West Ham have been given an allocation of just 4,890 tickets for the game at the 19,370-seater Eden Arena, and while several times that number are expected to travel to the Czech capital, tens of thousands more will watch the game in London.

It is typical for English clubs to host screenings of such fixtures at their home grounds, with Manchester City expected to welcome fans to the Etihad Stadium for their Champions League final against Inter Milan next month, having done so for the defeat to Chelsea two years ago.

Major League Baseball is returning to the London Stadium for two games in June (Getty Images)

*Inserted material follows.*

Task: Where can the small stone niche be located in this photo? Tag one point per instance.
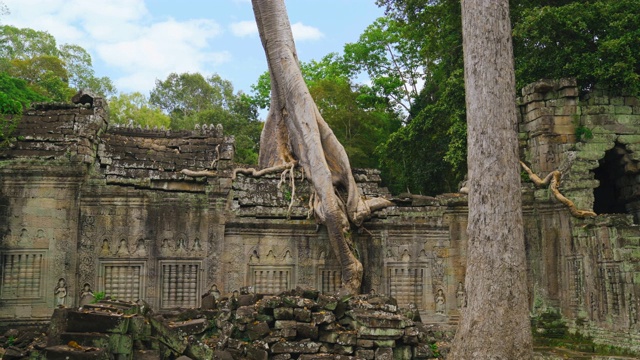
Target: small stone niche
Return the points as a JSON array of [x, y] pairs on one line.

West Ham’s situation is complicated, however, by the fact that they do not own the ground, instead paying an annual rental fee to the London Legacy Development Corporation.

Following Sunday’s 3-1 victory over Leeds, the Irons’ final home game of the season, the stadium has already been handed over ahead of a concert by Grammy award-winning artist Burna Boy at the start of June, before MLB returns to London for the first time in four years.

Two of baseball’s biggest names, the New York Yankees and Boston Red Sox, met in the inaugural London game in 2019, but the following year’s planned visit was cancelled due to the Covid-19 pandemic and it was not until last May that a new partnership running through to 2026 was announced.

This year’s series will see the Cardinals and Cubs meet on back-to-back nights on June 24 and 25 but the scale of the transformation needed to turn the stadium into a ballpark means work will have to begin before the Conference League final.

The process, which in 2019 included laying 141,900 square feet of artificial turf and constructing temporary ‘clubhouses’ to accommodate baseball teams’ larger rosters, is expected to take around three weeks.